Two independent in situ surface X-ray diffraction (SXRD) studies showed the formation of bulk-like α-PtO2. These observations were contradicted by a near-ambient-pressure
(NAP) X-ray photoelectron spectroscopy (XPS) study, which showed the formation of a surface oxide at similar temperatures as in the SXRD experiments, but at lower pressures. This surface oxide was found to be an intermediate in the bulk oxidation of Pt, which only started at much higher temperatures. In a recent NAP XPS study, it was found that prolonged exposure to oxidizing conditions was needed to form Pt oxide.
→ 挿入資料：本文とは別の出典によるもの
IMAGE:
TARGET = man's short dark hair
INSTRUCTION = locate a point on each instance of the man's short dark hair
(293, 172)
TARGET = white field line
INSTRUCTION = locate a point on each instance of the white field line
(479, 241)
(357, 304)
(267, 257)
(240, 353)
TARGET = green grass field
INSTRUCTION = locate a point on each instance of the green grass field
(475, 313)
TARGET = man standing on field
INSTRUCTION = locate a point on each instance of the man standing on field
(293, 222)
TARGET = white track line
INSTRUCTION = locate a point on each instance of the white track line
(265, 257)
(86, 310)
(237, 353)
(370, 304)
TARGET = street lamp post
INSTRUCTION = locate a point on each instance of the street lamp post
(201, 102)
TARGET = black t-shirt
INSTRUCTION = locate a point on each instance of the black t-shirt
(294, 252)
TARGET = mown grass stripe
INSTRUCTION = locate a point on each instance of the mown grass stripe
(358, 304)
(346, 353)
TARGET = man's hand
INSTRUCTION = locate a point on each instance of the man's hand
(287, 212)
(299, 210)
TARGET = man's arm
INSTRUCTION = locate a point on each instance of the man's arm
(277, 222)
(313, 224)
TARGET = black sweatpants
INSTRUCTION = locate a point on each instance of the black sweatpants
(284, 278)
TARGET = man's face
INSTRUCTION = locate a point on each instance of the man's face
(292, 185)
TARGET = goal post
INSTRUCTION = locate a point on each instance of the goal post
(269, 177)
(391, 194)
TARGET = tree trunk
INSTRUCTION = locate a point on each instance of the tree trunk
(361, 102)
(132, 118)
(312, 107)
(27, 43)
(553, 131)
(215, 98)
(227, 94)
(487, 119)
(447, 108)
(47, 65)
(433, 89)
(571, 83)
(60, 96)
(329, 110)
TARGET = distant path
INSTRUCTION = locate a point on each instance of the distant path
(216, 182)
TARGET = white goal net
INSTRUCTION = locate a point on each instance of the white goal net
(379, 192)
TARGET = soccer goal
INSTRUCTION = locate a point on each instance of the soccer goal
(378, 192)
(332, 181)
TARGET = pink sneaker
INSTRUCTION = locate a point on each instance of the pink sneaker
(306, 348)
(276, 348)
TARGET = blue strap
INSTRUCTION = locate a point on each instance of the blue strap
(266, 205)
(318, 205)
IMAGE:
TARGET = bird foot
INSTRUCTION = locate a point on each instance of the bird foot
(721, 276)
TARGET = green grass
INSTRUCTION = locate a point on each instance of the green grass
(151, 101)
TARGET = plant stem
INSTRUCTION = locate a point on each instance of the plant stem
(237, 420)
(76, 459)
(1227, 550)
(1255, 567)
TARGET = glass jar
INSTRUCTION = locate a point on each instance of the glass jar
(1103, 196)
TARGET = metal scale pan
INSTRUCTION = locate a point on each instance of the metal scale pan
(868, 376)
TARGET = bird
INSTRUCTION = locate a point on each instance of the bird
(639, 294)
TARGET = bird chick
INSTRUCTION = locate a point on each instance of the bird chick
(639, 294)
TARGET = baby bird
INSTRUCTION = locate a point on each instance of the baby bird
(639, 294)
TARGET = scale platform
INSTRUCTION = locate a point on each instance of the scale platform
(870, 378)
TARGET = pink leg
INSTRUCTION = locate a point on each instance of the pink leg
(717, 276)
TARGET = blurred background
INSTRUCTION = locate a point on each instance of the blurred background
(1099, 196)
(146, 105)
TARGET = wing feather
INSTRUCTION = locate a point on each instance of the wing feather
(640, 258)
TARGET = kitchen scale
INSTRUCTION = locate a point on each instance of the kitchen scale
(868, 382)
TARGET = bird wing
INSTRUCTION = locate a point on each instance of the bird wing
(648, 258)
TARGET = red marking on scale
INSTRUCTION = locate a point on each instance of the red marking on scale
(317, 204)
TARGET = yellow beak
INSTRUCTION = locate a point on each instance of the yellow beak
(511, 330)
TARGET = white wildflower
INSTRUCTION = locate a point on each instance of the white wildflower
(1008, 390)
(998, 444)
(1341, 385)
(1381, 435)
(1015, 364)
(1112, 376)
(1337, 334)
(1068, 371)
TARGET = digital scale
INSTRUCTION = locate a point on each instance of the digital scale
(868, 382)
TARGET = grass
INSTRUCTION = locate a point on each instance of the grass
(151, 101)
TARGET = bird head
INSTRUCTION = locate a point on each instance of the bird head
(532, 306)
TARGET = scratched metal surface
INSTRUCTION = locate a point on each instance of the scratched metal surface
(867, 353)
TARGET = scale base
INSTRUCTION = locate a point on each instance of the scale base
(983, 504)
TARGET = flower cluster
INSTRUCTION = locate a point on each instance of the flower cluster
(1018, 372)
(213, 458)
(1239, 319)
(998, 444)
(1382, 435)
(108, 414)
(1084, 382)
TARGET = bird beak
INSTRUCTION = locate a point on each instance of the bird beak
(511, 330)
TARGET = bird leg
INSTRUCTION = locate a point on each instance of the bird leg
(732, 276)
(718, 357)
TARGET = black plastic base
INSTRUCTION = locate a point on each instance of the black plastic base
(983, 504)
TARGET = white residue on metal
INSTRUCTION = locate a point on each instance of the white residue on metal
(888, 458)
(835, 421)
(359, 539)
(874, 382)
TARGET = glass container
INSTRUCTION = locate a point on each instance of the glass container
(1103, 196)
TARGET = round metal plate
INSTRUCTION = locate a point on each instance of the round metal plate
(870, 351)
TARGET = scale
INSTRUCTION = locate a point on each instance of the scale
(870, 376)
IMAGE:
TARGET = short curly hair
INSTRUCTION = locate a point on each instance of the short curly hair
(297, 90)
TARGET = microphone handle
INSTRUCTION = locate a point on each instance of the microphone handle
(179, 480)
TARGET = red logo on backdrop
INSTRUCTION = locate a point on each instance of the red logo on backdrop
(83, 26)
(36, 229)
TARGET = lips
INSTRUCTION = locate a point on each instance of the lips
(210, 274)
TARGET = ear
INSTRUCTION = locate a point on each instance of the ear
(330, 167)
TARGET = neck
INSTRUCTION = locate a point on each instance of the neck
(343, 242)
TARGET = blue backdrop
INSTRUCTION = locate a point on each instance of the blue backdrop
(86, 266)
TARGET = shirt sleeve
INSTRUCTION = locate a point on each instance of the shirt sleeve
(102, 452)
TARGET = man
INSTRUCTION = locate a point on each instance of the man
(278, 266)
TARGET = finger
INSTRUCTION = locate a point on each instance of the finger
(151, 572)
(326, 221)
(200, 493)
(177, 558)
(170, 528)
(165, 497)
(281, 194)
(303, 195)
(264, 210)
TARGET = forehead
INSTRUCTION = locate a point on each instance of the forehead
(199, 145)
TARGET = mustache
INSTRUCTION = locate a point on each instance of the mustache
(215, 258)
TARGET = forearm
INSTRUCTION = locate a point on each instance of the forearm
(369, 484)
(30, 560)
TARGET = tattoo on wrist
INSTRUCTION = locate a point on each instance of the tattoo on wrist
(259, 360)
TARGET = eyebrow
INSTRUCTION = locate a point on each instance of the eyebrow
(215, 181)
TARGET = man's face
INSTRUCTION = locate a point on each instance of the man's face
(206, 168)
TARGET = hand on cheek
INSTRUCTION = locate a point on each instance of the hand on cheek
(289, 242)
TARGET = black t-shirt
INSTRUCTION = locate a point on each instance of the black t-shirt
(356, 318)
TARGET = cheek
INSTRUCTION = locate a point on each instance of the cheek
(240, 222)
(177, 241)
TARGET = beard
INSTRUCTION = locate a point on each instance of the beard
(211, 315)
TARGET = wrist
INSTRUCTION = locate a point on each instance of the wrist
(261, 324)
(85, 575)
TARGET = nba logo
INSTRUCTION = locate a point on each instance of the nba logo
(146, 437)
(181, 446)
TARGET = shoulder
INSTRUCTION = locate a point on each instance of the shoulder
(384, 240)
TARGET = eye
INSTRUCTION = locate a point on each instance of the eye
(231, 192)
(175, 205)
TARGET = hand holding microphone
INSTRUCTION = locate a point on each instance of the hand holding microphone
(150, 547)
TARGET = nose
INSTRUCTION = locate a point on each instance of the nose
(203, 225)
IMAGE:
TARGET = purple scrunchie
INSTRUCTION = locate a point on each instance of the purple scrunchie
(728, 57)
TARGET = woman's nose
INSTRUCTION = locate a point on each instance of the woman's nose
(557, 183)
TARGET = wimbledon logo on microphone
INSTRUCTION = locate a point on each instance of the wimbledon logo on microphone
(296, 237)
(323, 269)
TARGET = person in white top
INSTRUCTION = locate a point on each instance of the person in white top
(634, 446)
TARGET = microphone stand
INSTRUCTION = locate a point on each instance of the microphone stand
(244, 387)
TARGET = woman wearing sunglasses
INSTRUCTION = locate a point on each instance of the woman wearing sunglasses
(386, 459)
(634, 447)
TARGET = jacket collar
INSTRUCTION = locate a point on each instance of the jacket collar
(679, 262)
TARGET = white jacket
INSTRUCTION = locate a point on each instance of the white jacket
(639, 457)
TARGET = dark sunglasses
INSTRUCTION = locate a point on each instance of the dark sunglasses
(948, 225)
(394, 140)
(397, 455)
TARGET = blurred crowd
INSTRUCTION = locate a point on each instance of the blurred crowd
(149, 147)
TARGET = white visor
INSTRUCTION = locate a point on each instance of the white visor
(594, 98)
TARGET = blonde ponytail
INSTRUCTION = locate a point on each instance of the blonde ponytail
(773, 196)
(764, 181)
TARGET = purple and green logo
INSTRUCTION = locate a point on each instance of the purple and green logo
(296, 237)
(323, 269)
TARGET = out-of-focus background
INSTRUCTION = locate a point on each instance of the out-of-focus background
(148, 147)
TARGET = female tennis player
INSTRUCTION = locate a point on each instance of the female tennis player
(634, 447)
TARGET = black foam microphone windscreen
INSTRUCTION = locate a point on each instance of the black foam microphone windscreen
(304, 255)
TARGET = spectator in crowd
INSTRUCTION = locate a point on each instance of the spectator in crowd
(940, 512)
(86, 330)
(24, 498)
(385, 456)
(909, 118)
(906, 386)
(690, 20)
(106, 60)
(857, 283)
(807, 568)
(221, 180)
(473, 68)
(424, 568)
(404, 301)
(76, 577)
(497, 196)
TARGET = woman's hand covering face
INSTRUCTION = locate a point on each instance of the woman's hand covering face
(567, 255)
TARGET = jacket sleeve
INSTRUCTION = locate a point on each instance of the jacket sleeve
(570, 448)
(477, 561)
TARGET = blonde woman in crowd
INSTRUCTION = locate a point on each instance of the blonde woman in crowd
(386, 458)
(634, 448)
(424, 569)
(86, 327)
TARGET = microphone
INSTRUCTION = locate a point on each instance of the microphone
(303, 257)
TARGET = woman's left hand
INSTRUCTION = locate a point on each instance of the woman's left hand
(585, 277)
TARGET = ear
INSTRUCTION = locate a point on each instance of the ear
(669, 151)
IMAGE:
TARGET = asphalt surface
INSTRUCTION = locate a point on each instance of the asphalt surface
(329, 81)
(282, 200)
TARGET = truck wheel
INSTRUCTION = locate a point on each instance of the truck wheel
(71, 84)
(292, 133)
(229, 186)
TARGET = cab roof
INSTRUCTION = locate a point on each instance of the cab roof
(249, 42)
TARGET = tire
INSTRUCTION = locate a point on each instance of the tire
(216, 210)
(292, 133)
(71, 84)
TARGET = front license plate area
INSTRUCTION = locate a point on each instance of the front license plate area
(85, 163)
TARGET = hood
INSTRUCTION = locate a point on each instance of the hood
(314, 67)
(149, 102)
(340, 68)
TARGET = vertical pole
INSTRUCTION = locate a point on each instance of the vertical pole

SXRDとNAP XPSとではPtO2が観察される条件は若干異なるようである。先に進もう。
The most important questions remain unanswered. What is the structure formed under catalytically relevant conditions? If it is an oxide, is this a surface or bulk oxide?
PtO2が形成されたときどのような構造になるのか。
In this work, the oxidation of Pt(111) is probed with O2 pressures of 1–5 bar and at 300–538 K using in situ scanning tunneling microscopy (STM). Interestingly, the formation of
α-PtO2 is not observed, instead two stable surface oxides form. The first has a structure in which equilateral triangles are arranged into spoked wheels. The lattice constant within the spokes is close to that of α-PtO2. The second structure consist of a pattern of rows which are lifted from the surface and consisted of nearly half the amount of Pt atoms in the top layer. These surface oxide are not stable without the high O2 pressure indicating
that the O atoms in these structures are very reactive, making them relevant for catalysis.
PEFCの動作条件よりかなり厳しい条件でもα-PtO2は生じないということで先に進む。
この論文は、排ガス用の酸化触媒なので、高温条件でのPtの酸化について調べているが、PEFCは前提条件が異なるのでここまでとする。常温、UHV、1 barでは、酸素ガスはPt(111)表面で原子(解離)吸着し、被覆率が0.25で飽和するというのは参考情報だとしても興味深いし、上記のXPSスペクトルも参考になる。